Originally, the homeowners looked out from their family room to a table and chairs. Now, a Spanish-style fountain designed by Holt provides a powerful focal point. Its Talavera tiles add Southwest flavor and the trickling water adds to the Zenlike feel of the yard. With the spa removed, space became available for a third setting; so a fireplace was constructed just high enough to make a statement but still be within the homeowners’ association rules. Low-water-use plants provide the finishing touch.
The Hughsons say the new patio is like an extension of their interiors and that it has almost doubled their total living space. “This is our own private oasis,” says Joan. “Our little Heaven on Earth. It’s like Shangri-La.”

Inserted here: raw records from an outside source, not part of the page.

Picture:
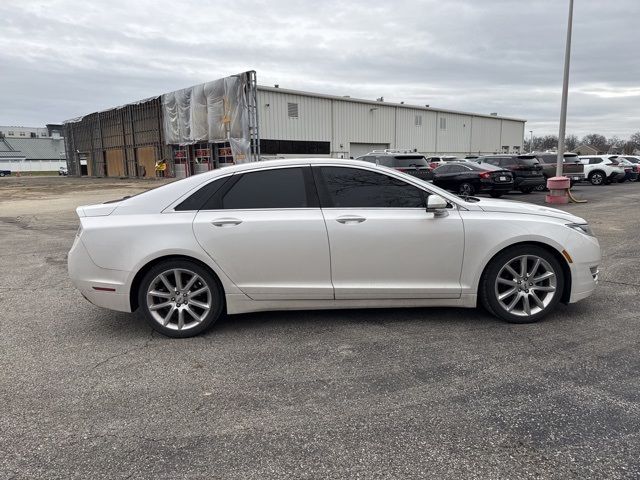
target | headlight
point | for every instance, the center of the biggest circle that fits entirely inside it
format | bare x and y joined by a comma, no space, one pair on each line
582,228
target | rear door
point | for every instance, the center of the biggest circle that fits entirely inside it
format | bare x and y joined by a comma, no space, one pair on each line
382,238
266,231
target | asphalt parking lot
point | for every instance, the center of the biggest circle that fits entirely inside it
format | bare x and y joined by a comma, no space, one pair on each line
415,393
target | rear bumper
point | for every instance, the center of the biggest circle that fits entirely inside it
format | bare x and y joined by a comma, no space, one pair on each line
90,279
520,182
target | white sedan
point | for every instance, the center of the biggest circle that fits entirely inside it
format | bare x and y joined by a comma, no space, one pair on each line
324,233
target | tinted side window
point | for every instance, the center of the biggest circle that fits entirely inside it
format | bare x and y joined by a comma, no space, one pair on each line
344,187
279,188
198,200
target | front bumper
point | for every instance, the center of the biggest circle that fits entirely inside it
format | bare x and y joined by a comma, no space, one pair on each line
520,182
103,287
586,255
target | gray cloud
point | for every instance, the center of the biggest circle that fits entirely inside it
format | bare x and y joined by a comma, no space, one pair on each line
63,58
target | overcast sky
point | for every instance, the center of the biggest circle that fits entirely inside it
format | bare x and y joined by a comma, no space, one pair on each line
64,58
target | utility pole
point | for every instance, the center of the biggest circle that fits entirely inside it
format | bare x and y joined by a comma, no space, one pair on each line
565,94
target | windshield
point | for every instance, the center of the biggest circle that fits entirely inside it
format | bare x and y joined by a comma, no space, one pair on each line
485,166
430,187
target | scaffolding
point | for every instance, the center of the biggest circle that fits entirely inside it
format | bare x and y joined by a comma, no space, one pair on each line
130,141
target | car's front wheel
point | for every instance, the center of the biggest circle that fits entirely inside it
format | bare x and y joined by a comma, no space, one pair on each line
179,298
522,284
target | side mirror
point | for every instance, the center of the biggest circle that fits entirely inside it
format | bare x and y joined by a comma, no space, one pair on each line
437,205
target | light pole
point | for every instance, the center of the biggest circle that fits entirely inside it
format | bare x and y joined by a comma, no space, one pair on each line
565,93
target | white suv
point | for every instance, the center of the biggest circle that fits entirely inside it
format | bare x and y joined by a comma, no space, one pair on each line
602,169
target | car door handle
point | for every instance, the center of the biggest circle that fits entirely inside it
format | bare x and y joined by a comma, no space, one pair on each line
350,219
226,222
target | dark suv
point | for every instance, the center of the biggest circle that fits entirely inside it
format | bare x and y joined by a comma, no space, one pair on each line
527,171
414,164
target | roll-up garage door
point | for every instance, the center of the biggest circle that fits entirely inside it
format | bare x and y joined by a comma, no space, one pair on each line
115,163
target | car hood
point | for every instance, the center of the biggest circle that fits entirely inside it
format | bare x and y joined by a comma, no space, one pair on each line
510,206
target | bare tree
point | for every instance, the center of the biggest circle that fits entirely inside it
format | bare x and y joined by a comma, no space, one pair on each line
570,142
597,141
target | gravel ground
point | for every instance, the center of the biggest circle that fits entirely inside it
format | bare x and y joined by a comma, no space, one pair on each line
415,393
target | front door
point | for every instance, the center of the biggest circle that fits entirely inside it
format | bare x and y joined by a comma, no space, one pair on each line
267,233
384,244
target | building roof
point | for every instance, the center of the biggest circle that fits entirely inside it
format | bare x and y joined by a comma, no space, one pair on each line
36,148
378,103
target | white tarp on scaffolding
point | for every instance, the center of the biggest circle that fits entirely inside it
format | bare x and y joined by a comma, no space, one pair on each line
211,112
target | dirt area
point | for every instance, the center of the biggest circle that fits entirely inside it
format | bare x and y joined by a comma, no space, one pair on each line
29,195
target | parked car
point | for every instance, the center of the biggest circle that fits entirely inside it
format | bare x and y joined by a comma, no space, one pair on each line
466,178
601,169
320,234
435,162
411,163
634,160
631,169
527,172
571,166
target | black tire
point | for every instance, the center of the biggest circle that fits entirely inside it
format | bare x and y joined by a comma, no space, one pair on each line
205,278
487,290
466,188
597,178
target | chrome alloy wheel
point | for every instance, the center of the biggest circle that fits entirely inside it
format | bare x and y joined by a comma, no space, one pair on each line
525,285
179,299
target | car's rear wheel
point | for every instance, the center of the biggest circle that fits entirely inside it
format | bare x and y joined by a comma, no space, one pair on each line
522,284
466,189
596,178
179,298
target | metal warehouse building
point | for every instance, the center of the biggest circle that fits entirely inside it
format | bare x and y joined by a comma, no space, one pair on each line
233,120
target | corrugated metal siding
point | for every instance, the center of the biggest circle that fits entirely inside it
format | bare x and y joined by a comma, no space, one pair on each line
512,134
313,122
456,137
485,135
342,122
410,135
362,123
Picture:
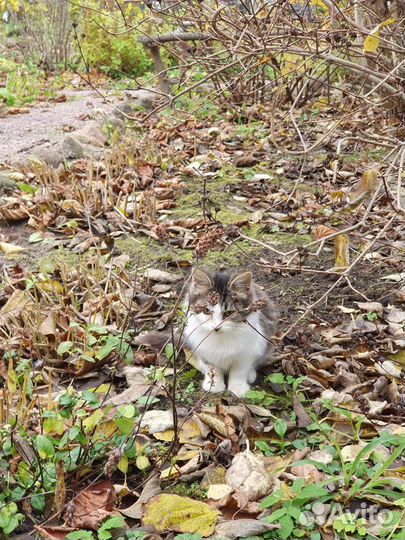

Sun-loving slipper plant (
) shows off its shape in a patterned Talavera pot.
A hanging trellis breaks up a long wall and serves as a support for a fragrant star jasmine. Wispy, aromatic lavender grows nearby. A green lime-based paint was used on the wall and will patina over time to look rustic and weathered.
The main entertaining area is located in a corner of the patio, which is anchored by a Spanish Colonial-style fireplace set at an angle. This allows the fire to be seen from two sides of the yard and creates space behind it for a tree to screen views of the neighboring yard, explains Morgan Holt. Flooring is cantera, which Holt says weathers better than Saltillo.
Plants such as orange jubilee, citrus, pygmy date palms and a pink-flowering Hong Kong orchid tree create a tropical atmosphere and help soften the hardscape.
Creative Ideas For Your Patio
To gain extra seating in a small space, consider incorporating a seat wall around the perimeter of a fountain.
Using black plaster for the basin of a water feature creates negative space and adds mystery, as the bottom can’t be seen. It also acts as a mirror, reflecting back such elements as tile work, trees or sunlight.
To break up the expanse of a wall, hang decorative trellises and pair them with lacy, low-growing vines that will climb around but not over them.